Probabilistic Intra-Retinal Layer Segmentation in 3-D OCT Images Using Global Shape Regularization
This work addresses the need for efficient and robust segmentation in medical imaging for ophthalmology, offering an out-of-the-box solution that can handle both normal and pathological scans without preprocessing.
The paper tackles the problem of fast and accurate segmentation of 3-D OCT retinal images by introducing a probabilistic approach that models appearance and global shape variations, achieving average unsigned errors of 2.46 μm for 3-D volumes and up to 4.09 μm for 2-D scans, with segmentation taking around a minute per volume.

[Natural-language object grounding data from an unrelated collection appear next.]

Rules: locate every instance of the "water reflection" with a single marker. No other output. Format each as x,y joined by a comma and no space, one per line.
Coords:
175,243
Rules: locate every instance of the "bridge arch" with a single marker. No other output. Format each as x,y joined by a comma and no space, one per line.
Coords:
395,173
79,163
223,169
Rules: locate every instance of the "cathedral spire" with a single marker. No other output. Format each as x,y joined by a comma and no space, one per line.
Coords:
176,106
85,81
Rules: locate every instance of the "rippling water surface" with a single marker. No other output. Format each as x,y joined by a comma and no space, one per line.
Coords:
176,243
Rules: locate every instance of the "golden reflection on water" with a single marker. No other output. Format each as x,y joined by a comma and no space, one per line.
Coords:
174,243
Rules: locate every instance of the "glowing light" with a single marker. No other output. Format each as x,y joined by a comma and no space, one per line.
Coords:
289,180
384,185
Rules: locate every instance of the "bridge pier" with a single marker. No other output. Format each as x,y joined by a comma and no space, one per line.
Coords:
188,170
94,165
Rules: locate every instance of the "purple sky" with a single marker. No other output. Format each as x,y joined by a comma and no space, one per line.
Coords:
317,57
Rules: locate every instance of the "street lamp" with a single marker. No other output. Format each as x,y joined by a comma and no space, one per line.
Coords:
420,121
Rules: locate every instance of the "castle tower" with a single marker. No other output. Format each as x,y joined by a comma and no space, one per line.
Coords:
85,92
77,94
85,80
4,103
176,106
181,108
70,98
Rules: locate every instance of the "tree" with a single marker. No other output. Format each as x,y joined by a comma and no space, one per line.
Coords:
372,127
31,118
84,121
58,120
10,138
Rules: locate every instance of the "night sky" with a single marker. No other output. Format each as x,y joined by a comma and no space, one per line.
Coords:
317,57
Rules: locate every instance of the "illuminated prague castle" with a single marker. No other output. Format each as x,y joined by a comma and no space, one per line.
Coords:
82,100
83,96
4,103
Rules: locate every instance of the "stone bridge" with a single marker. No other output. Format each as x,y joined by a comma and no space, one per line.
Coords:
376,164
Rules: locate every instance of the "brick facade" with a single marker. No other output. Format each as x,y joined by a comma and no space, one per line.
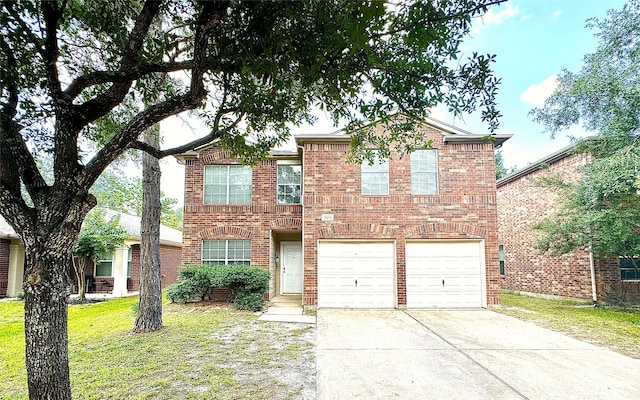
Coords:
522,202
4,266
465,208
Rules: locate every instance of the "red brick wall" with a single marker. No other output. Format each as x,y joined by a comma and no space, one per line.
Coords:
465,207
170,259
522,203
4,266
251,221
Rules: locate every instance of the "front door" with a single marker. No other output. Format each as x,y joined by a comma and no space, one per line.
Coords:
291,253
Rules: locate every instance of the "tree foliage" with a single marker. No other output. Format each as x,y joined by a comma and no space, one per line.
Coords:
121,193
602,210
74,71
99,235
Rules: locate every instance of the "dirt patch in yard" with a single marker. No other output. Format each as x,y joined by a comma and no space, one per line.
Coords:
252,359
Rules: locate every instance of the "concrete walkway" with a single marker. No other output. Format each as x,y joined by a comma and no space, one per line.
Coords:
286,308
461,355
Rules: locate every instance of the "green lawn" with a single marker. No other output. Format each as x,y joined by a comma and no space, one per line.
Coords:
614,328
204,352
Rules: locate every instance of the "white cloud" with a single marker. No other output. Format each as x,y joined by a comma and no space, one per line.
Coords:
536,94
497,17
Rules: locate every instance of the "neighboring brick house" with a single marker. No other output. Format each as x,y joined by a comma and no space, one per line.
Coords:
418,231
118,273
522,201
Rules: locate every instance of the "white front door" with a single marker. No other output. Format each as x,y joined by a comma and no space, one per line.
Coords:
291,266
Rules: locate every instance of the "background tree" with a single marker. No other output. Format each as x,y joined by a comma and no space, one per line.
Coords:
602,210
99,235
115,191
75,71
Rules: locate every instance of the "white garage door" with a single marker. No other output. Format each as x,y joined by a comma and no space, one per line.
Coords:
356,275
444,274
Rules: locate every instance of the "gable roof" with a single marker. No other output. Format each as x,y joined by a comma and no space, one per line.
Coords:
534,166
130,223
451,134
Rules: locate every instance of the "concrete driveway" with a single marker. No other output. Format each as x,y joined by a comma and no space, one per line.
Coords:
461,355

With the introduction of spectral-domain optical coherence tomography (OCT), resulting in a significant increase in acquisition speed, the fast and accurate segmentation of 3-D OCT scans has become evermore important. This paper presents a novel probabilistic approach, that models the appearance of retinal layers as well as the global shape variations of layer boundaries. Given an OCT scan, the full posterior distribution over segmentations is approximately inferred using a variational method enabling efficient probabilistic inference in terms of computationally tractable model components: Segmenting a full 3-D volume takes around a minute. Accurate segmentations demonstrate the benefit of using global shape regularization: We segmented 35 fovea-centered 3-D volumes with an average unsigned error of 2.46 $\pm$ 0.22 μm as well as 80 normal and 66 glaucomatous 2-D circular scans with errors of 2.92 $\pm$ 0.53 μm and 4.09 $\pm$ 0.98 μm respectively. Furthermore, we utilized the inferred posterior distribution to rate the quality of the segmentation, point out potentially erroneous regions and discriminate normal from pathological scans. No pre- or postprocessing was required and we used the same set of parameters for all data sets, underlining the robustness and out-of-the-box nature of our approach.